The Architecture Story: How Flowfile Bridges Code and Visual Worlds
📋 TL;DR - Key Takeaways
Key Points
- Two ways to build pipelines: Write Python code or use drag-and-drop UI - both create the same thing
- Settings-based design: Every transformation is just a configuration object (Pydantic model)
- Clear separation: Graph structure, settings, and execution are handled separately
- Happy accident: Started as a UI project, ended up with an architecture that works great for both UI and code
Navigation
- This page: Architecture overview and design decisions
- Core Developer Guide: Technical implementation details
- Python API: How to use Flowfile in your projects
👥 Who Should Read This?
Target Audience
- Contributors who want to understand the codebase
- Users curious about how things work internally
- Developers building similar dual-interface tools
- Anyone interested in bridging UI and code approaches
The Problem We Solved
Most data tools force you to choose: either use a visual interface (easy but limited) or write code (powerful but complex). We wanted both in the same tool.
The challenge: How do you make a visual drag-and-drop interface that creates the exact same pipelines as writing code?
The platform started with a clean, settings-based backend where every transformation is a declarative configuration object.

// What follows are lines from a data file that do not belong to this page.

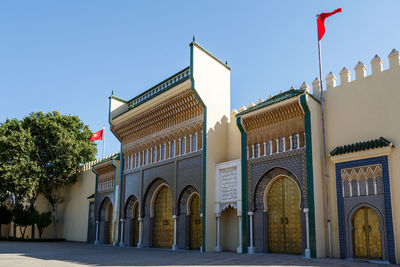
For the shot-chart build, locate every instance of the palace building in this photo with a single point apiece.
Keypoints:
(192, 174)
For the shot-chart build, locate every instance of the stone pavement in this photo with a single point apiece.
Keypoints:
(83, 254)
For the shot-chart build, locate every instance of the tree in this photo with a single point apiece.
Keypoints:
(62, 146)
(22, 216)
(18, 172)
(5, 216)
(42, 220)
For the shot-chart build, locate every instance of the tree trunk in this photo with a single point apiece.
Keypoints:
(33, 231)
(54, 212)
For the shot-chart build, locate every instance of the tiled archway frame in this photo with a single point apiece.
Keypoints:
(383, 160)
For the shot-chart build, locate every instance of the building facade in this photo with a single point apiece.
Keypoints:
(191, 174)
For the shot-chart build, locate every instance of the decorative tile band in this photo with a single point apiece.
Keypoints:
(162, 87)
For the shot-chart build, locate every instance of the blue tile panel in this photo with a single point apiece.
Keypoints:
(388, 205)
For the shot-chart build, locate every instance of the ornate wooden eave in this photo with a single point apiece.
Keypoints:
(163, 117)
(271, 117)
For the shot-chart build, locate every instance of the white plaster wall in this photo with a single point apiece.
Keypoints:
(365, 109)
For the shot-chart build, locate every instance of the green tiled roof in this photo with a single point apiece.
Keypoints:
(361, 146)
(116, 156)
(278, 98)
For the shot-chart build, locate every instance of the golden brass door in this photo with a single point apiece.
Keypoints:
(163, 224)
(195, 223)
(135, 223)
(110, 223)
(284, 234)
(366, 234)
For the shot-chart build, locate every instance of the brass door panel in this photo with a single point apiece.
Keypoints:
(163, 227)
(284, 234)
(276, 238)
(135, 223)
(292, 217)
(195, 223)
(110, 223)
(366, 234)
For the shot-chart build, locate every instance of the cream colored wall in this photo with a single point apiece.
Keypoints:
(364, 109)
(319, 180)
(229, 226)
(72, 213)
(212, 83)
(76, 207)
(233, 139)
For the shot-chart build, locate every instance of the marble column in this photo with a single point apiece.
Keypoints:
(240, 249)
(174, 246)
(251, 249)
(307, 252)
(121, 242)
(218, 248)
(96, 242)
(140, 242)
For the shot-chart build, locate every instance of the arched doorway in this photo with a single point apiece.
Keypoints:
(132, 223)
(195, 223)
(135, 223)
(366, 234)
(283, 227)
(109, 223)
(163, 225)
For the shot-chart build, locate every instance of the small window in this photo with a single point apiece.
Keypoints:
(172, 148)
(162, 156)
(194, 142)
(256, 152)
(153, 154)
(183, 146)
(145, 157)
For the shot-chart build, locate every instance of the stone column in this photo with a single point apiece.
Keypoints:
(251, 249)
(174, 246)
(270, 147)
(190, 143)
(307, 253)
(265, 148)
(218, 248)
(283, 144)
(121, 242)
(96, 242)
(140, 242)
(240, 249)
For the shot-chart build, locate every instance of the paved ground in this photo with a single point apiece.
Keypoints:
(82, 254)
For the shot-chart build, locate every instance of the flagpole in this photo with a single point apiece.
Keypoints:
(328, 217)
(104, 140)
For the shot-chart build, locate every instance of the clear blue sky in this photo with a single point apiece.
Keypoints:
(69, 55)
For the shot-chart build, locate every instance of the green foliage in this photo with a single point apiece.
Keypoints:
(23, 216)
(42, 220)
(42, 154)
(62, 143)
(5, 215)
(18, 171)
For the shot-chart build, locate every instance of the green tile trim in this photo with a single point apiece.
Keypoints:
(204, 203)
(278, 98)
(243, 138)
(361, 146)
(310, 176)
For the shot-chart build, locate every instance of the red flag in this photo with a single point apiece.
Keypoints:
(320, 22)
(97, 136)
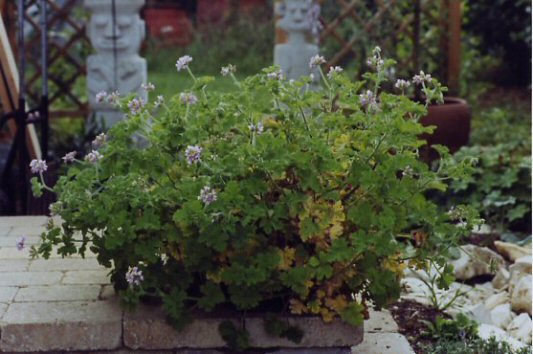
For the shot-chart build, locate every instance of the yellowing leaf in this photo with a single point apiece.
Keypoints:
(297, 307)
(287, 257)
(338, 304)
(327, 315)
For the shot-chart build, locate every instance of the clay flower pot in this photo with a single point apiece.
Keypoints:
(452, 121)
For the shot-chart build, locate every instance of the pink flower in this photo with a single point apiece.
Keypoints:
(38, 166)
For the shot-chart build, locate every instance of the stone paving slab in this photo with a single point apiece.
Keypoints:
(30, 278)
(58, 293)
(64, 264)
(383, 343)
(14, 265)
(73, 325)
(66, 305)
(146, 328)
(7, 293)
(86, 277)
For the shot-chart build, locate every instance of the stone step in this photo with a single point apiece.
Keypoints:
(67, 306)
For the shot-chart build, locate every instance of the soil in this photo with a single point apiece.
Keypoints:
(410, 317)
(483, 240)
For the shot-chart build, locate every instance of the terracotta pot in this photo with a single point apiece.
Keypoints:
(168, 25)
(452, 121)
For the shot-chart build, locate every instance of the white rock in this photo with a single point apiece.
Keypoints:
(511, 251)
(486, 331)
(480, 293)
(518, 270)
(414, 286)
(501, 279)
(521, 295)
(421, 273)
(502, 315)
(496, 300)
(520, 328)
(476, 261)
(479, 313)
(524, 260)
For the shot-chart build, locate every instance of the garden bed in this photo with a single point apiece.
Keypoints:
(68, 305)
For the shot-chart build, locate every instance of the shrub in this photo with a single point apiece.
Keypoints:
(277, 196)
(500, 186)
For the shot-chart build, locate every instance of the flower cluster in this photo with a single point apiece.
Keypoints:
(316, 61)
(113, 97)
(227, 70)
(183, 62)
(368, 100)
(402, 84)
(93, 157)
(207, 195)
(333, 70)
(257, 128)
(275, 75)
(188, 98)
(21, 243)
(134, 276)
(99, 141)
(148, 87)
(193, 154)
(421, 78)
(375, 60)
(101, 96)
(159, 101)
(69, 157)
(38, 166)
(135, 105)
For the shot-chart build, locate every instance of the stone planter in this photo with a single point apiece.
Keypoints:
(147, 329)
(452, 119)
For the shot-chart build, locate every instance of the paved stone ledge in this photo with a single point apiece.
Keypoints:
(66, 306)
(146, 329)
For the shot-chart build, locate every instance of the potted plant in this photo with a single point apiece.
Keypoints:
(269, 198)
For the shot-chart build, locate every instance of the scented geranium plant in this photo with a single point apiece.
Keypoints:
(278, 196)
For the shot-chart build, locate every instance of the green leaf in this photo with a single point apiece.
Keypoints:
(517, 212)
(36, 187)
(238, 340)
(213, 296)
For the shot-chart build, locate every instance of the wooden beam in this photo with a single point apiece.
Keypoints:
(9, 92)
(454, 46)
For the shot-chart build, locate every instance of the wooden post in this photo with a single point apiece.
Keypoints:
(9, 92)
(454, 46)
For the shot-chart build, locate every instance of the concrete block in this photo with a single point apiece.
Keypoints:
(58, 293)
(86, 277)
(380, 322)
(64, 264)
(7, 293)
(57, 326)
(146, 328)
(29, 278)
(383, 343)
(14, 265)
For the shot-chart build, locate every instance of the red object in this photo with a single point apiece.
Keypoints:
(168, 25)
(209, 12)
(251, 5)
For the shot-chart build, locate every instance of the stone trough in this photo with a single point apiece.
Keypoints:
(68, 306)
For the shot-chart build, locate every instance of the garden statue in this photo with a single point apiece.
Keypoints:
(116, 32)
(299, 21)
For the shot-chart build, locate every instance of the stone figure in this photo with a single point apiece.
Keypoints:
(123, 38)
(293, 56)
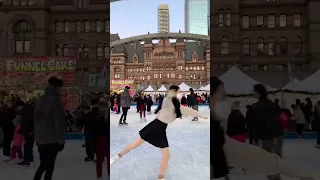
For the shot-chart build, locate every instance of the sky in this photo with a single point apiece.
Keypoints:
(137, 17)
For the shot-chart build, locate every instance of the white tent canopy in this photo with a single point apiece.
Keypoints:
(149, 89)
(237, 82)
(184, 87)
(310, 84)
(162, 89)
(291, 85)
(201, 88)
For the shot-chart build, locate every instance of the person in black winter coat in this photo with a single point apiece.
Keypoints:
(102, 136)
(141, 103)
(249, 119)
(184, 101)
(193, 102)
(219, 165)
(8, 128)
(149, 104)
(27, 130)
(266, 123)
(316, 123)
(89, 123)
(236, 123)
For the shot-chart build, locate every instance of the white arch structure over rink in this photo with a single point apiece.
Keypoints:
(157, 36)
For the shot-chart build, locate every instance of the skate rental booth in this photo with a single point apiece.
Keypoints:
(27, 78)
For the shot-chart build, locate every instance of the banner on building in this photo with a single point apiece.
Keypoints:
(34, 72)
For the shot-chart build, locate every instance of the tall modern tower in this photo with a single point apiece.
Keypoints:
(196, 16)
(163, 18)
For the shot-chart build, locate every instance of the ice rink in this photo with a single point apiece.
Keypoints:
(189, 147)
(69, 165)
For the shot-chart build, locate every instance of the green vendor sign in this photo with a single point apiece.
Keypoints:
(95, 80)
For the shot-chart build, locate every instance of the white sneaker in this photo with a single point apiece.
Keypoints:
(114, 159)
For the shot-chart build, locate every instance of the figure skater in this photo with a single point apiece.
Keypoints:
(155, 132)
(255, 159)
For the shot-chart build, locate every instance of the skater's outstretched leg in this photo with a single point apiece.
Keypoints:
(131, 147)
(127, 149)
(164, 162)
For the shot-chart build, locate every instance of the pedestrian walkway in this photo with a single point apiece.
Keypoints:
(69, 165)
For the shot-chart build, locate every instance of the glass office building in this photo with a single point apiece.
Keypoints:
(196, 16)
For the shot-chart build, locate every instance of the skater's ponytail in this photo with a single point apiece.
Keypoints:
(175, 101)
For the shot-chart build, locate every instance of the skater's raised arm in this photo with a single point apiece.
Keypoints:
(190, 112)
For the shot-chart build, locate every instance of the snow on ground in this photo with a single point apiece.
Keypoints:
(189, 147)
(69, 165)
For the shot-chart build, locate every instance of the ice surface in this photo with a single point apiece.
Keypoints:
(189, 147)
(69, 165)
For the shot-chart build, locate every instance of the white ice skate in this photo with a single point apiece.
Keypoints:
(114, 159)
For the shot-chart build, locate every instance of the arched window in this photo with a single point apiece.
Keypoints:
(106, 51)
(86, 26)
(220, 18)
(117, 73)
(260, 47)
(298, 46)
(272, 47)
(66, 26)
(24, 2)
(23, 37)
(85, 52)
(283, 46)
(225, 49)
(246, 47)
(15, 2)
(78, 26)
(80, 53)
(58, 50)
(57, 27)
(65, 50)
(99, 51)
(228, 17)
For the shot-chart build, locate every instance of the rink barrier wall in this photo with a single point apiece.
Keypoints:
(288, 135)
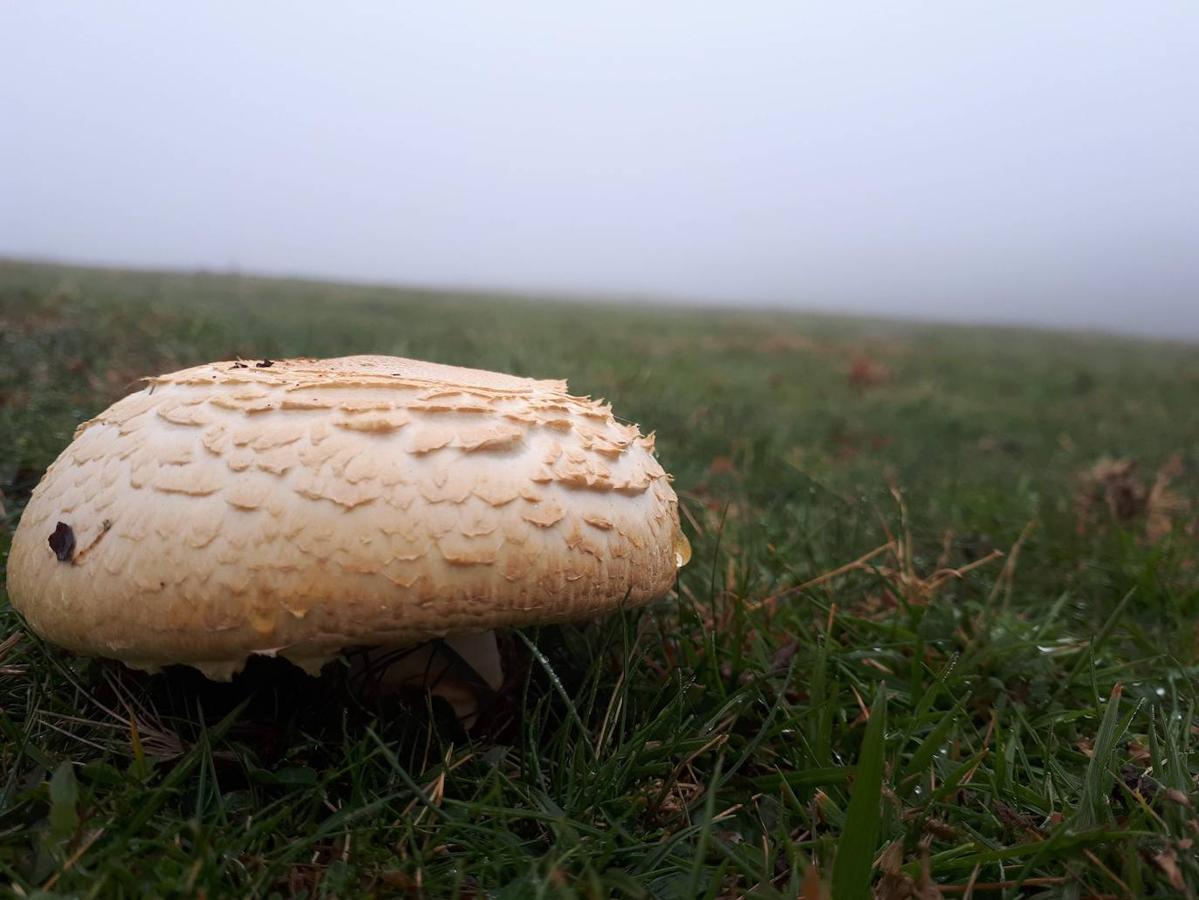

This design is perfect for a UI. But developers don't think in configuration objects—they think in code:
# How developers want to write data code
df.filter(col("price") > 100).group_by("region").sum()
The breakthrough came from realizing that the Polars API would be able to convert to our settings object and therefore creating the same settings object that the UI creates. Both interfaces become different ways to build the same underlying configuration, giving developers the expressiveness they want while maintaining the structured settings the UI needs.
The result
How It Actually Happened
This wasn't some grand plan. I started building a drag-and-drop UI and needed a clean way to configure nodes. Settings objects made sense for the UI. But the development of Flowfile has never been a planned approach, it was just about building what sounded fun. Later, when looking at other projects, I realized I could just have the API methods create the same settings objects, well that is fun. Suddenly there were two equivalent interfaces almost by accident,. Since Polars does the actual data processing, our settings just configure what Polars should do. This turned out to be an easy abstraction layer that showed it's potential from the start.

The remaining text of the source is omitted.